In a letter to Walter Benjamin written March 25th of that year, Scholem notes that all of his lectures have now been delivered such that he would be free to spend the remainder of his visit (lasting until that June) reviewing the Kabbalistic manuscripts available in the library of the seminary. Thus the lectures were delivered between January and March.
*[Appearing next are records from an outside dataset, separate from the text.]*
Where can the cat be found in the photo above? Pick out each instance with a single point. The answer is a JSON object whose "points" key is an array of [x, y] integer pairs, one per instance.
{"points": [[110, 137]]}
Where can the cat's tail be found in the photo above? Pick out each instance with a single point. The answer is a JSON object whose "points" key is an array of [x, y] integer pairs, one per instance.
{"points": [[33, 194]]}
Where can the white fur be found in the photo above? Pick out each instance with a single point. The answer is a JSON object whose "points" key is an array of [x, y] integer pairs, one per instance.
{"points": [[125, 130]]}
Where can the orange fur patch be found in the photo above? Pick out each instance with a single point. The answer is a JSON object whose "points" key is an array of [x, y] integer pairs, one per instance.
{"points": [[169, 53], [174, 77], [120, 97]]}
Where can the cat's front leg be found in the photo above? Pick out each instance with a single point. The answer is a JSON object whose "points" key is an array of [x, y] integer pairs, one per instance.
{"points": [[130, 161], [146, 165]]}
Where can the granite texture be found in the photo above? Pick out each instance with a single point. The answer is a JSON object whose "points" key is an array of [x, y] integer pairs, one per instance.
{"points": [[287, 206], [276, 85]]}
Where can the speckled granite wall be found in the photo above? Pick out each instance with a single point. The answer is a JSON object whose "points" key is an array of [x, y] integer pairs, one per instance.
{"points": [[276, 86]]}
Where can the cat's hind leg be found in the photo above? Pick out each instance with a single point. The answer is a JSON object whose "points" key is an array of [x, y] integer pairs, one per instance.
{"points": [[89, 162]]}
The historical backdrop and the timing of these lectures gives some context of the atmosphere in these lectures: A public decree that Adolf Hitler will assume absolute command of the German Army, having dismissed his former field-marshal, goes into effect on February 4th, 1938 shortly after the lectures would have begun and the Wehrmacht rolls into Austria inaugurating the Anschluss (Germany's annexation of Austria into the Third Reich) March 12th of that year during the final weeks of the course.

==Trends==
In his introduction to Major Trends in Jewish Mysticism, Scholem blames Jewish scholars of the Haskalah period, who, because of what he decried their antagonism and neglect of the study of Kabbalah, allowed the field be all but monopolized by "charlatans and dreamers".
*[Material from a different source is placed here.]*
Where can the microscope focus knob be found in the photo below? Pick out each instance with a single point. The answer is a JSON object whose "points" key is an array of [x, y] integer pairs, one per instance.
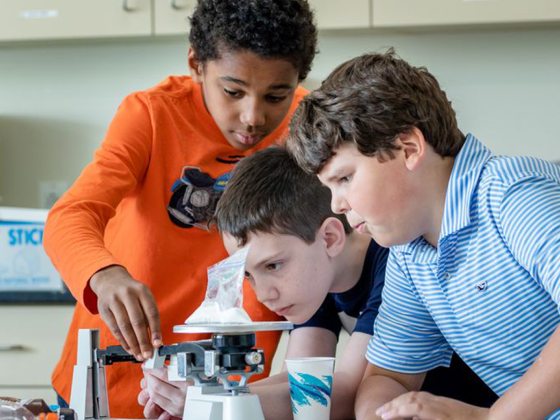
{"points": [[253, 358]]}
Scholem's chapter on Merkabah mysticism and Jewish gnosticism deals mainly with the mystical books the Lesser Hechalot and the Greater Hechalot, tracts written and edited between the 2nd and 6th centuries C.E. Scholem also writes on other tracts like Shiur Koma, the Book of Enoch, Sefer Yetzira and the Sefer Habahir.
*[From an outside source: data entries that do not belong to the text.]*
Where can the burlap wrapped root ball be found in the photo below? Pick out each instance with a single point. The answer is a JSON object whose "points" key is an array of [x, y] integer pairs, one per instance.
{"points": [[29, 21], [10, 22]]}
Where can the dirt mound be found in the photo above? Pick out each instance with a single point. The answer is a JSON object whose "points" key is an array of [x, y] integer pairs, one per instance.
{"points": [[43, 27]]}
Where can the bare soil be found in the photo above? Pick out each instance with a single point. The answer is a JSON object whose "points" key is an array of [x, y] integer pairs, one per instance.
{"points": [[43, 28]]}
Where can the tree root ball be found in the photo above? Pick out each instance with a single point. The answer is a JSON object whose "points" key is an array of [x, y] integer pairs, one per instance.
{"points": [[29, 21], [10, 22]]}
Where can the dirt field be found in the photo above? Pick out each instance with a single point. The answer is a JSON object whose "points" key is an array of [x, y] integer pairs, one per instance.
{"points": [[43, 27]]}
In the book, Scholem, citing other scholars, observed similarities between the Sefer Yetzirah (Book of Creation) and early Islamic gnosticism. Scholem subsequently explores the works of the German Jewish school of Hasidim, and of the works of Abraham Abulafia. Next, the most detailed investigation in Scholem's work is on the best known work of Jewish mysticism, the Zohar. After that, Scholem explores Isaac Luria's teachings, Sabbatai Zevi and the Eastern European Hasidic movement.

==Commemoration==
On the 50th anniversary of the book's publication, a conference of scholars convened in Berlin in Scholem's honor.